According to the charity Inquest, Monk is the first police officer in England and Wales to be found guilty of unlawful killing over a death in custody or following police contact since 1986.

Passing sentence on Monk, 43, at Birmingham Crown Court, Judge Melbourne Inman QC said: “You have let yourself and the force down.

“Although they were difficult, you failed to act appropriately in the circumstances as they developed and you used a degree of force in delivering two kicks to the head, which was excessive and which were a cause of Mr Atkinson’s death.

“The obvious aggravating factor is that you committed this offence while on duty as a police officer.”

The judge added: “The police play a central and important role in upholding the rule of law in our society. The sentence must reflect the importance of maintaining public confidence in our police.”

Monk, who the judge accepted had shown genuine remorse, was ordered to serve two-thirds of his eight-year sentence before being entitled to release on licence.

Monk, who denied murder and manslaughter, claimed to have acted in reasonable self-defence while “terrified” of 48-year-old Mr Atkinson, who had a heart condition, was undergoing dialysis treatment, and was smaller and lighter than the officer.

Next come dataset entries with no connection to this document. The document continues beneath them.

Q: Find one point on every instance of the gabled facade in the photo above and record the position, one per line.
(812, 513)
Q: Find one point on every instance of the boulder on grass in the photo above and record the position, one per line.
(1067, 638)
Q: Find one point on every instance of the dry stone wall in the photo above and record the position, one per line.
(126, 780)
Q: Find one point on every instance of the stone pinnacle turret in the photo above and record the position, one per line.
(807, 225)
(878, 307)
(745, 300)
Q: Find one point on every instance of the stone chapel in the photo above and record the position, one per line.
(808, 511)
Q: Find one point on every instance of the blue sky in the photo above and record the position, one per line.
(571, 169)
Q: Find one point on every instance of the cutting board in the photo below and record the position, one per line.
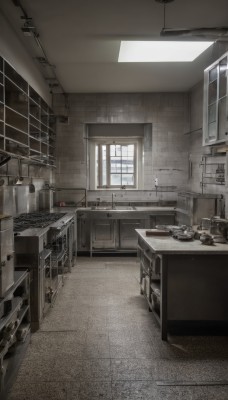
(157, 232)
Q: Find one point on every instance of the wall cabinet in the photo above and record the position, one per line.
(27, 124)
(215, 124)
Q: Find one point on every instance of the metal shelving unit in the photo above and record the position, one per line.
(27, 124)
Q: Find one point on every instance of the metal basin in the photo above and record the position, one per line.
(101, 208)
(124, 208)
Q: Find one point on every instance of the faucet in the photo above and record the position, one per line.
(113, 194)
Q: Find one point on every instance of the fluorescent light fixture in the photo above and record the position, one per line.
(161, 51)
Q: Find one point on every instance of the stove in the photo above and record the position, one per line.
(35, 220)
(44, 245)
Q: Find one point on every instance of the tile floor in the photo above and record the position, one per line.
(100, 342)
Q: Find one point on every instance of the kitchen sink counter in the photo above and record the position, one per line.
(107, 229)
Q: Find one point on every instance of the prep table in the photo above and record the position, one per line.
(185, 283)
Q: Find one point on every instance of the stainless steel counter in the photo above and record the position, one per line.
(185, 284)
(169, 245)
(113, 229)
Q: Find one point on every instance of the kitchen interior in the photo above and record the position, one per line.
(114, 200)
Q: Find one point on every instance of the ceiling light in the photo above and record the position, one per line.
(161, 51)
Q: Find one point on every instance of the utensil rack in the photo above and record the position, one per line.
(216, 175)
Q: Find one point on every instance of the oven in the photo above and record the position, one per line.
(42, 243)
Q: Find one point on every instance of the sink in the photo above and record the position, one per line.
(101, 208)
(117, 208)
(124, 208)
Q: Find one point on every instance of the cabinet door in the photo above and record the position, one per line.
(83, 234)
(161, 220)
(215, 126)
(103, 234)
(128, 236)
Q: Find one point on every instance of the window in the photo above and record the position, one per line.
(116, 165)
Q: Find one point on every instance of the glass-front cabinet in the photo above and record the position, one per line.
(215, 123)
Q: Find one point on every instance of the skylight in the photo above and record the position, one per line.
(161, 51)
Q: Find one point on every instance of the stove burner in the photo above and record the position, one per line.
(35, 220)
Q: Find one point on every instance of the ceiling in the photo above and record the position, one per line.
(81, 38)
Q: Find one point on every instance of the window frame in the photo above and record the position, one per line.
(108, 143)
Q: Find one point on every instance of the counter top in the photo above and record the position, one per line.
(169, 245)
(127, 209)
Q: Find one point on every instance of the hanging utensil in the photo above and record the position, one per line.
(4, 159)
(31, 187)
(19, 178)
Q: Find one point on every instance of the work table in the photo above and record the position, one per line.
(169, 245)
(185, 284)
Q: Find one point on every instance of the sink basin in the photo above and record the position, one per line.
(101, 208)
(115, 208)
(123, 208)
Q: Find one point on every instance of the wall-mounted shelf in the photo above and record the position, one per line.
(27, 124)
(213, 173)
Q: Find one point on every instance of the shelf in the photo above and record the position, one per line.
(17, 79)
(26, 121)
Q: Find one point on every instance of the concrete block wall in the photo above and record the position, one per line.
(167, 160)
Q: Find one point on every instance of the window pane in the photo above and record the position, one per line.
(115, 179)
(128, 165)
(213, 74)
(212, 131)
(222, 118)
(212, 113)
(97, 163)
(212, 95)
(127, 179)
(104, 165)
(115, 165)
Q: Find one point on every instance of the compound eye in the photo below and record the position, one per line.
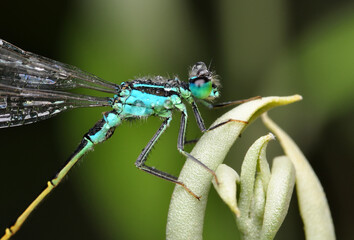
(200, 87)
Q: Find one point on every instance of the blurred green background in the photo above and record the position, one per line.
(257, 47)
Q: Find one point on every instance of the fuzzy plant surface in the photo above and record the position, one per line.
(186, 213)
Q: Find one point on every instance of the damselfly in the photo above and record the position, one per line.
(34, 88)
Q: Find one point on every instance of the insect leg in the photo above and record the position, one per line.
(229, 103)
(102, 130)
(181, 142)
(140, 162)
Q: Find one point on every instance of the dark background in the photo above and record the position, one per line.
(258, 48)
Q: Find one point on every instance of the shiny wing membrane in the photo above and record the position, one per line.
(30, 87)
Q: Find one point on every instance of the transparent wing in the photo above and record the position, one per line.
(19, 106)
(27, 70)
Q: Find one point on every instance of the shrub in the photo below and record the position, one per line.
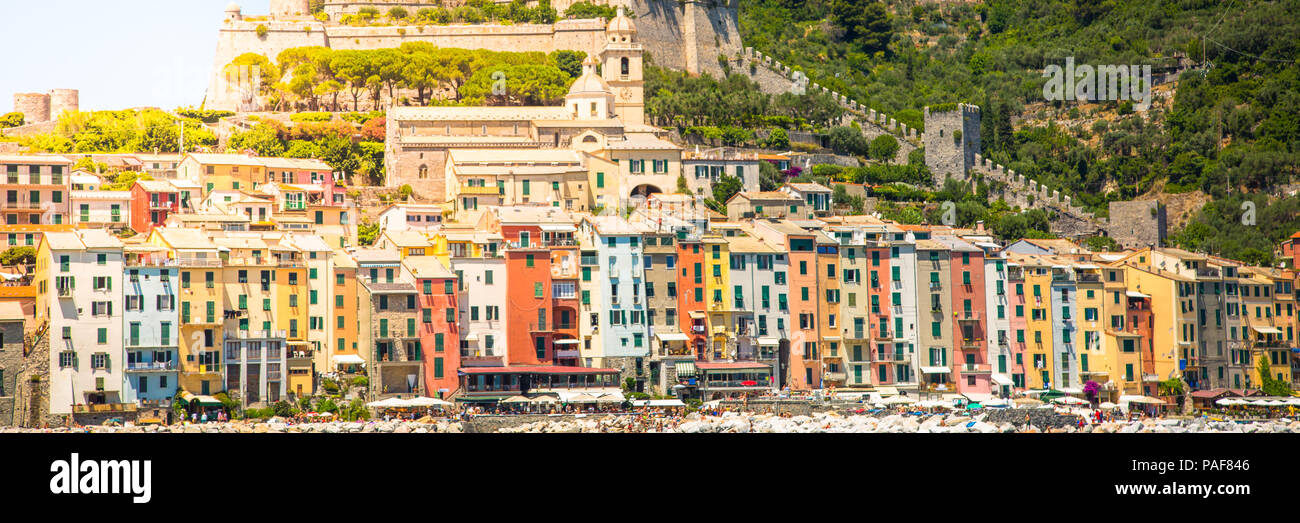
(884, 147)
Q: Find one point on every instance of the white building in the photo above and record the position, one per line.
(96, 208)
(79, 284)
(482, 301)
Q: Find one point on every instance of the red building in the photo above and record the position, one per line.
(438, 331)
(690, 294)
(969, 315)
(152, 201)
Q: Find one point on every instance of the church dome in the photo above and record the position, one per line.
(622, 25)
(589, 82)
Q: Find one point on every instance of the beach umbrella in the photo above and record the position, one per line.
(428, 402)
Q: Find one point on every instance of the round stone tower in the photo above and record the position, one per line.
(33, 106)
(64, 99)
(289, 8)
(233, 12)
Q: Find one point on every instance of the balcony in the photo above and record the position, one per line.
(150, 366)
(104, 409)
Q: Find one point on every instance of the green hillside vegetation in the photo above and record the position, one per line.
(1231, 128)
(133, 130)
(317, 78)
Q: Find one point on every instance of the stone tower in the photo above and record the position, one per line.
(622, 70)
(952, 141)
(289, 8)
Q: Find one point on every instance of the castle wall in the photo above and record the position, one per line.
(945, 155)
(1136, 224)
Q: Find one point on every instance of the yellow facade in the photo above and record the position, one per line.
(1039, 345)
(719, 297)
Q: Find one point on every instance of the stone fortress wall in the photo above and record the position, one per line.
(679, 35)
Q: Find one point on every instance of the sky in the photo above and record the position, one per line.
(120, 53)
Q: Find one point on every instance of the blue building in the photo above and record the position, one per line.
(150, 327)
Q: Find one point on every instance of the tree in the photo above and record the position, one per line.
(848, 141)
(11, 120)
(768, 177)
(367, 233)
(884, 147)
(18, 256)
(726, 187)
(778, 139)
(866, 24)
(1270, 385)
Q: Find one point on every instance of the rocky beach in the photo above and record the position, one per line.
(731, 422)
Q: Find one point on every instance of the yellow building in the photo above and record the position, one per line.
(719, 297)
(222, 172)
(1122, 314)
(1173, 321)
(343, 312)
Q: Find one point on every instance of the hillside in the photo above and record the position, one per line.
(1227, 124)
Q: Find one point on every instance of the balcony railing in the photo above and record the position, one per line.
(150, 366)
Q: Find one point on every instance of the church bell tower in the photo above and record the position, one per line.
(622, 69)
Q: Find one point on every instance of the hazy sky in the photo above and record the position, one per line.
(120, 53)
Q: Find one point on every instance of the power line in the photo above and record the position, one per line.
(1246, 53)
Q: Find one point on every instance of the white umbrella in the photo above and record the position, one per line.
(389, 403)
(428, 402)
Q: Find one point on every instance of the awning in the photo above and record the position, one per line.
(658, 403)
(558, 228)
(349, 359)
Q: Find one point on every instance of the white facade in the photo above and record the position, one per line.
(83, 306)
(100, 208)
(904, 285)
(482, 302)
(997, 325)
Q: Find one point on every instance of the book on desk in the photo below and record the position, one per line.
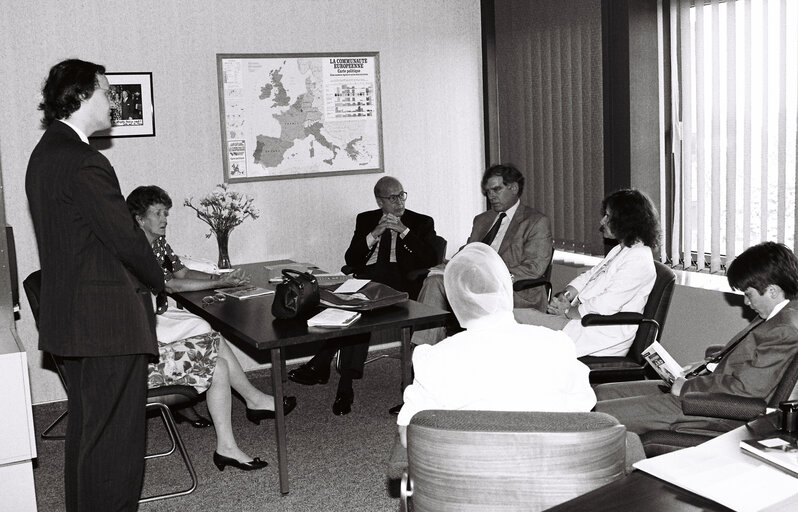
(244, 292)
(779, 449)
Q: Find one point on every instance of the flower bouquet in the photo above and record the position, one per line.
(223, 210)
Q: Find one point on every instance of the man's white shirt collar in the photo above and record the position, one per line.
(511, 210)
(778, 307)
(77, 130)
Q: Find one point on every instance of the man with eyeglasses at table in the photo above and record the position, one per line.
(388, 243)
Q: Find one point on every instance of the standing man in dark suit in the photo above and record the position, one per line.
(751, 364)
(520, 234)
(388, 243)
(98, 277)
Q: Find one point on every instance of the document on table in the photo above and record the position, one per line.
(332, 317)
(718, 470)
(352, 285)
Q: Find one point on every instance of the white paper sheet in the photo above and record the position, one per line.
(351, 285)
(718, 470)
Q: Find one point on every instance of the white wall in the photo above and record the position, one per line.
(430, 67)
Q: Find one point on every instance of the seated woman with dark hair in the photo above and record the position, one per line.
(621, 281)
(191, 353)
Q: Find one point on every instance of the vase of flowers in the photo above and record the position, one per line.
(223, 210)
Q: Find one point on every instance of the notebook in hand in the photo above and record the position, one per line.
(665, 365)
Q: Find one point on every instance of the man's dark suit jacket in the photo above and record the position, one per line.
(413, 252)
(756, 365)
(98, 270)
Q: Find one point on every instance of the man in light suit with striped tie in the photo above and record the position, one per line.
(520, 234)
(751, 364)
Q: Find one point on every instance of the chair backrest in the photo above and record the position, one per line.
(488, 460)
(33, 290)
(439, 244)
(657, 305)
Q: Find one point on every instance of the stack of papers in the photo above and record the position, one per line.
(332, 317)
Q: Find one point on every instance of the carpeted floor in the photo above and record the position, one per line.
(336, 463)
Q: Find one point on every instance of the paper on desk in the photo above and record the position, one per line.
(351, 285)
(722, 473)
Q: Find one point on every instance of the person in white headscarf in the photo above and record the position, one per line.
(496, 364)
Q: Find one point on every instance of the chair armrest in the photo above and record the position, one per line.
(419, 273)
(622, 318)
(722, 405)
(523, 284)
(712, 350)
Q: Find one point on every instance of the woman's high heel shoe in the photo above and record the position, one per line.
(199, 422)
(222, 462)
(255, 415)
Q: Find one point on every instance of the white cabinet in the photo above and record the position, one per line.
(17, 436)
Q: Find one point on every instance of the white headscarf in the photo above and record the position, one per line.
(478, 284)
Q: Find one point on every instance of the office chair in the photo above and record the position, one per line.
(736, 409)
(158, 400)
(489, 460)
(650, 322)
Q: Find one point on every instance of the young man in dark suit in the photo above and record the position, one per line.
(751, 364)
(98, 277)
(387, 244)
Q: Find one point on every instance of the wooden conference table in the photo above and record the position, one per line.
(250, 325)
(640, 491)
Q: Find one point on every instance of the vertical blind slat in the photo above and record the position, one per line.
(687, 127)
(676, 129)
(747, 130)
(697, 176)
(731, 128)
(716, 142)
(782, 119)
(549, 79)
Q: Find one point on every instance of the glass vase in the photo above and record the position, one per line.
(222, 239)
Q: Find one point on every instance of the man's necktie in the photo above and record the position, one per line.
(384, 250)
(731, 345)
(490, 235)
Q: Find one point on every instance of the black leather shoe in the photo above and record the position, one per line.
(222, 462)
(199, 422)
(343, 402)
(255, 415)
(309, 375)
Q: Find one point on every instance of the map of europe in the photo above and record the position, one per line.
(286, 116)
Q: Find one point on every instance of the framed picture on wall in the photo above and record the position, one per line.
(132, 107)
(286, 116)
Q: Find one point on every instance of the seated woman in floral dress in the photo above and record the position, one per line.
(191, 353)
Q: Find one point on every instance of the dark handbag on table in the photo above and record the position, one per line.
(372, 296)
(297, 296)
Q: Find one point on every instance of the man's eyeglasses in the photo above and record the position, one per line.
(401, 196)
(216, 297)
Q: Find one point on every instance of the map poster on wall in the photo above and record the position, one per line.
(299, 115)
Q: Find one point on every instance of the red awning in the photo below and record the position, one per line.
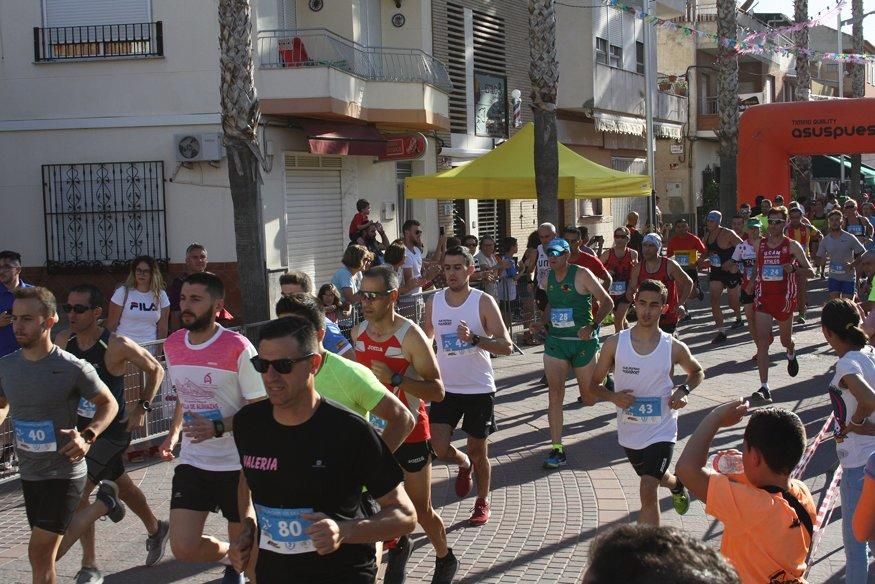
(344, 139)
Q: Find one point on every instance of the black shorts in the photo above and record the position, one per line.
(106, 456)
(728, 279)
(50, 504)
(651, 460)
(206, 490)
(476, 409)
(541, 299)
(414, 456)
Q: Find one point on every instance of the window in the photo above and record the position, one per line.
(101, 214)
(616, 56)
(639, 57)
(601, 51)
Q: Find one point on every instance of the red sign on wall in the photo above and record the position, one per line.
(405, 147)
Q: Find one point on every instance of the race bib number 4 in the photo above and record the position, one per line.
(283, 531)
(773, 273)
(35, 436)
(563, 317)
(645, 410)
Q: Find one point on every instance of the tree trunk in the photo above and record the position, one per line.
(240, 115)
(802, 164)
(544, 75)
(727, 106)
(858, 80)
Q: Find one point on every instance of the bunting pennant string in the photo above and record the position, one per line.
(744, 46)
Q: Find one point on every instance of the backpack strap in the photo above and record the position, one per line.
(801, 512)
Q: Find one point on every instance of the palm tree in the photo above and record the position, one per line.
(802, 167)
(240, 115)
(727, 105)
(544, 74)
(858, 81)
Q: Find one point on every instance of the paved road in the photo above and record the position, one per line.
(542, 522)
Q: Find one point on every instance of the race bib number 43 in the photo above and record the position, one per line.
(283, 531)
(35, 436)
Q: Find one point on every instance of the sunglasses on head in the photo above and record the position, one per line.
(77, 308)
(281, 366)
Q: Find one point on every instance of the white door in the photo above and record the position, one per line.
(315, 234)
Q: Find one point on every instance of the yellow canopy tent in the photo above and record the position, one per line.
(508, 172)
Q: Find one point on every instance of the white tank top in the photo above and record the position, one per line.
(464, 368)
(543, 268)
(649, 419)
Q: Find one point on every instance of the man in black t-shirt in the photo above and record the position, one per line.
(305, 462)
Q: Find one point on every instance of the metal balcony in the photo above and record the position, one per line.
(316, 47)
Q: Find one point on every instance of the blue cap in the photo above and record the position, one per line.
(559, 245)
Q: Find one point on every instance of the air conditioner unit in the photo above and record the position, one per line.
(197, 147)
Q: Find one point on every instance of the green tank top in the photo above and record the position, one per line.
(570, 310)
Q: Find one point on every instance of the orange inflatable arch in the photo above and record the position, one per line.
(770, 134)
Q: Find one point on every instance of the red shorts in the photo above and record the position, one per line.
(778, 307)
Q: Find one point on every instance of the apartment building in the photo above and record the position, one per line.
(111, 140)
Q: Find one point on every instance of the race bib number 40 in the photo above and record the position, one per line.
(645, 410)
(283, 531)
(35, 436)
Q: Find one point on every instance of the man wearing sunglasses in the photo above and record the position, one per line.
(305, 461)
(779, 260)
(401, 357)
(468, 326)
(211, 371)
(110, 354)
(572, 335)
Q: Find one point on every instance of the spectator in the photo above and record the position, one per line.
(329, 298)
(139, 308)
(767, 516)
(853, 401)
(648, 554)
(10, 279)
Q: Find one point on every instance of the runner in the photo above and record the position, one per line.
(744, 259)
(40, 386)
(643, 359)
(110, 354)
(572, 336)
(720, 243)
(619, 260)
(806, 236)
(468, 327)
(401, 357)
(843, 251)
(778, 260)
(667, 271)
(304, 462)
(685, 248)
(209, 367)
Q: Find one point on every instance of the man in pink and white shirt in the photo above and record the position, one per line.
(211, 371)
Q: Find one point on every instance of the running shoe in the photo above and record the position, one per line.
(157, 543)
(232, 577)
(556, 459)
(481, 512)
(464, 481)
(681, 501)
(445, 568)
(89, 576)
(396, 565)
(107, 493)
(793, 366)
(719, 338)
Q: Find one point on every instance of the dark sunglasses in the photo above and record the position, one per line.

But images of two separate areas of head injury accepted to match Monk’s bootlaces were uncovered by forensic examinations using polarised light, proving his account was false.

As well as the marks to both sides of Mr Atkinson’s forehead, a pathologist found 15 areas of “under-the-skin” bruising, including marks to his neck, shoulder, shoulder blade, flank, buttock, thigh, bicep, elbow and shin.

Aston Villa v Huddersfield Town – Sky Bet Championship – Villa Park
A tribute to Dalian Atkinson at Villa Park following his death in 2016 (Nick Potts/PA)

It emerged on Monday that Monk had been found guilty of gross misconduct five years before he killed Mr Atkinson, after failing to mention two cautions on his application form to join the West Mercia force in 2001.

The court heard that he kept his job in February 2011 – a year after details of the cautions came to light – despite being found to have breached required standards for honesty and integrity.

Addressing the court on Monday, prosecutor Alexandra Healy QC said: “Mr Monk was cautioned for theft from a shop as an employee – he was employed at the time at Woolworths in 1997.

“There was a further caution in 1999 for being found drunk.”

The court was told that the warnings were not recorded on a computer system because of policies at the time for dealing with spent cautions.

Dalian Atkinson death
The scene in Meadow Close, Telford, after Pc Benjamin Monk killed Dalian Atkinson (Joe Giddens/PA)

Reacting to the verdict against Monk last week, West Mercia Assistant Chief Constable Rachel Jones said she was “sincerely sorry” and offered her “deep condolences” to Mr Atkinson’s family, who had “demonstrated great dignity and strength throughout”.

She added that the force had “much to do” to “strengthen those bonds” with the communities it served.